J’ai toujours regardé avec envie les tableaux de Frédéric Bazille
que possède le musée d’Orsay : mon préféré montre une réunion de famille,
où sur la terrasse de la maison, les parents du peintre posent paisiblement
pour la postérité… En regardant ces tableaux, il me vient l’envie de les
rejoindre, pour m’introduire dans leur conversation et participer à ces
éternelles collations…
J’ai donc été tout de suite enthousiasmée à l’idée de présenter
l’exposition monographique organisée par le musée d’Orsay il y a quelques mois.
Grand bien m’en a pris ! Je ne connaissais que très
superficiellement Frédéric Bazille ; et ce que j’ai découvert m’a émue et
m’a fait redécouvrir son œuvre sous un autre angle.
Réunion de famille, terrasse à Méric, 1867 - 1868. Huile sur toile, 152 X 230 cm.
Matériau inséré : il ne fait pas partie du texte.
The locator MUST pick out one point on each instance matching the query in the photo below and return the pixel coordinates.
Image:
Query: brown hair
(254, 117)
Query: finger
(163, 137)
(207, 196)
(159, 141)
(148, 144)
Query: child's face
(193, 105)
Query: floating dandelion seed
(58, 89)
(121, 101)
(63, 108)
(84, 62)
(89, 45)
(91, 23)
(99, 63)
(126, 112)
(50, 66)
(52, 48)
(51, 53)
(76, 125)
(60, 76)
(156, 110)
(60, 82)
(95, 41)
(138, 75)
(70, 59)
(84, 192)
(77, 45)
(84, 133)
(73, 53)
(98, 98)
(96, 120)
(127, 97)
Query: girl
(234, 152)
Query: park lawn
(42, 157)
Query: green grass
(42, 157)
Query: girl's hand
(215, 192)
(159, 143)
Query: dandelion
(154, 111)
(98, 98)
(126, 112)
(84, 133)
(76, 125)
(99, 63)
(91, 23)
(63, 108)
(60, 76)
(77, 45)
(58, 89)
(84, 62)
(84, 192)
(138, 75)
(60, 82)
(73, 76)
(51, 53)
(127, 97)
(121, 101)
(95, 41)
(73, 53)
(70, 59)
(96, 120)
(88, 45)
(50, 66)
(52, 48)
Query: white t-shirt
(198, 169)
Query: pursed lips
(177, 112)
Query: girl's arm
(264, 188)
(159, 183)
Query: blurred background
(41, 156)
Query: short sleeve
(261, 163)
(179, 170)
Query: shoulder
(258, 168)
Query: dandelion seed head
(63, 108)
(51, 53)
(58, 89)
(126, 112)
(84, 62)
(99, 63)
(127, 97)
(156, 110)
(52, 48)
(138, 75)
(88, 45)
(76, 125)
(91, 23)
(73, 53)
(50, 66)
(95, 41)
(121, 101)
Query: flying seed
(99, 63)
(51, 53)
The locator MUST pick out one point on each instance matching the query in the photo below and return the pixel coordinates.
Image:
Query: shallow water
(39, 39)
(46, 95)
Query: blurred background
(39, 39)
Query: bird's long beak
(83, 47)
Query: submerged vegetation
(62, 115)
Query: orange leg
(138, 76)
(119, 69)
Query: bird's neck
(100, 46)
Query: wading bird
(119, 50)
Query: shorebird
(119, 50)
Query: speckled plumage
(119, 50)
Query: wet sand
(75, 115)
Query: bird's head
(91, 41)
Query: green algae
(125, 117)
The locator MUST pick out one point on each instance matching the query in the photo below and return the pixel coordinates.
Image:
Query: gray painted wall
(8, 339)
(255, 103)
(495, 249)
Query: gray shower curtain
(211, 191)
Paris, musée d'Orsay |
Car, au fond, que sait-on de lui ? qu’il a peint de
jolis tableaux baignant dans une chaude lumière provençale ; qu’il a été
un ami de Monet (qui le « tapait » régulièrement au début de sa
carrière !) ; qu’il est mort à l’âge de 29 ans pendant la guerre
franco-prussienne.
C’est à peu près tout. Je me suis contentée de ces quelques
bribes biographiques pendant longtemps.
Grâce à cette exposition, j’ai découvert que Bazille était
d’abord destiné à être médecin ; il commence à Montpellier ses études de
médecine avant d’obtenir l’autorisation de ses parents de les poursuivre à
Paris. Ce transfert lui permet en réalité de commencer un « double
cursus » : il entre dans l’atelier de Gleyre et finira par abandonner
la médecine pour se concentrer uniquement à la peinture. C’est donc là qu’il
rencontre Monet, Renoir, … toute cette jeune génération que nous connaissons
sous le nom d’impressionnistes.
Paris est le cœur de la bohème… Tous les artistes se
côtoient quelque soit leur domaine de prédilection… La rencontre avec Edmond Maître,
pianiste, sera capitale pour Frédéric Bazille.
Scène d'été 1869, Huile sur toile Fogg Art Museum, Cambridge, Massachusetts |
Cette exposition montre également une face largement
méconnue de l’œuvre du peintre. Il n’y a pas que des tableaux
pré-impressionnistes chez cet artiste. Son intérêt s’est porté sur tous les
genres : natures mortes (superbes bouquets de fleurs), portraits, et un
dernier tableau inspiré de la Bible. L ’on
sait également que le peintre inscrivit sur son livret militaire qu’il était
peintre d’histoire.
Quelle drôle d’idée ! Cela pose une question
essentielle : Bazille aurait-il été impressionniste s’il avait survécu à
la guerre franco-prussienne ?
Doit-on y voir une envie de rentrer dans le rang ?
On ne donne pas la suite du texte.